Aku bangun agak siang, badanku tidak terlalu lelah tapi pikiranku rasanya lelah sekali sampai-sampai untuk terbangun saja aku enggan. Aku tidak tahu apa yang ku mimpikan, beberapa waktu di dini hari aku sempat mimpi buruk sampai-sampai aku terbangun saat melanjutkan tidur kembali aku kembali bermimpin sedikit melegakan, sampai-sampai rasanya aku ingin tersenyum sepanjang hari ini. Sayangnya aku terbangun dengan perasaan itu tanpa mengingat mimpi-mimpi semalam. Mungkin lain kali saat aku terjaga aku harus cepat-cepat menuliskan.
"Tidak makan pagi dulu?" Tanya ibu saat aku hendak keluar menghampiri kakek.
"Aku belum lapar," Jawabku sembali meleparkan senyum kepalsuan. Rasanya aneh sekali saat ibu bertanya seperti itu.
"Heiy..." keluh kakek saat mendapatiku keluar dan berjalan menujunya. "Kenapa kau bangun pagi-pagi sekali. Ini hari libur terakhirmu..." Ujarnya saat meyekop tanah untuk mengemburkan.
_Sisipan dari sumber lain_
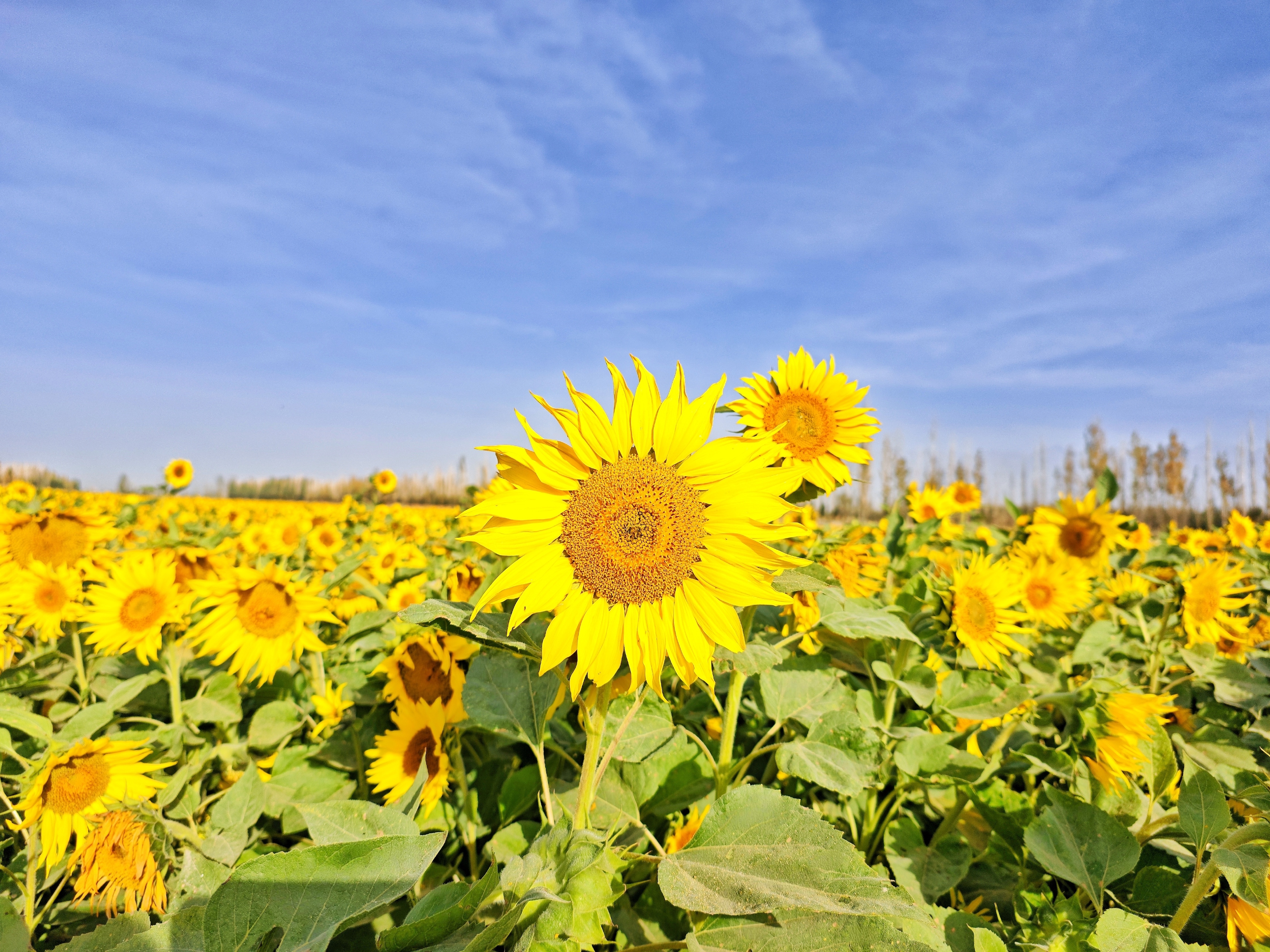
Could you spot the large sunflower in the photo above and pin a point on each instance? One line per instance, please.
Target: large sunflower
(261, 619)
(1081, 530)
(1212, 592)
(639, 532)
(46, 596)
(982, 598)
(130, 611)
(817, 407)
(82, 782)
(399, 755)
(425, 668)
Aku merenggangkan persendianku sebelum akhirnya duduk di dekat blok tanah yang sedang kakek gemburkan. Lalu menyenderkan kepalaku pada pohon kecil yang masih kokoh di sebelahku.
"Badanku pegal sekali tidur lama-lama. Lagi pula ini sudah setegah sepuluh... mimpiku semakin menjadi aneh kalau tidur lama-lama."
Kakek membengkokkan bibirnya dengan ekspresi mengejek, "Memangnya mimpimu aneh karena apa? Apa karena anak kemarin?"
"Apa maksud kakek?" Aku menegakkan punggungku.
"Pagi-pagi sekali dia mengantar makanan, katanya masih banyak sisa daging di acara panti kemarin... sayangnya dia tidak mengijinkanku membangunkanmu... dia pengertian sekali kan..." lapor kakek membuatku mengerucutkan wajah, merasa aneh.
"Aku berharap tidak bangun saja..."
"Memangnya sudah sampai mana hubungan kalian..."
"Ah, kakek..." keluhku, berdiri dari dudukku bersiap untuk pergi.
"Aku tidak akan memberitahu ayah atau ibumu... barangkali kau butuh saran dariku."
"Nenek pernah memberitahuku, kalau kakek juga playboy. bagaimana bisa aku minta saran dengan seorang playboy..."
"Hei... hei.. itu hanya salah paham.... sayangnya nenek masih belum percaya. Itu karena kakek dulu sangat terkenal..."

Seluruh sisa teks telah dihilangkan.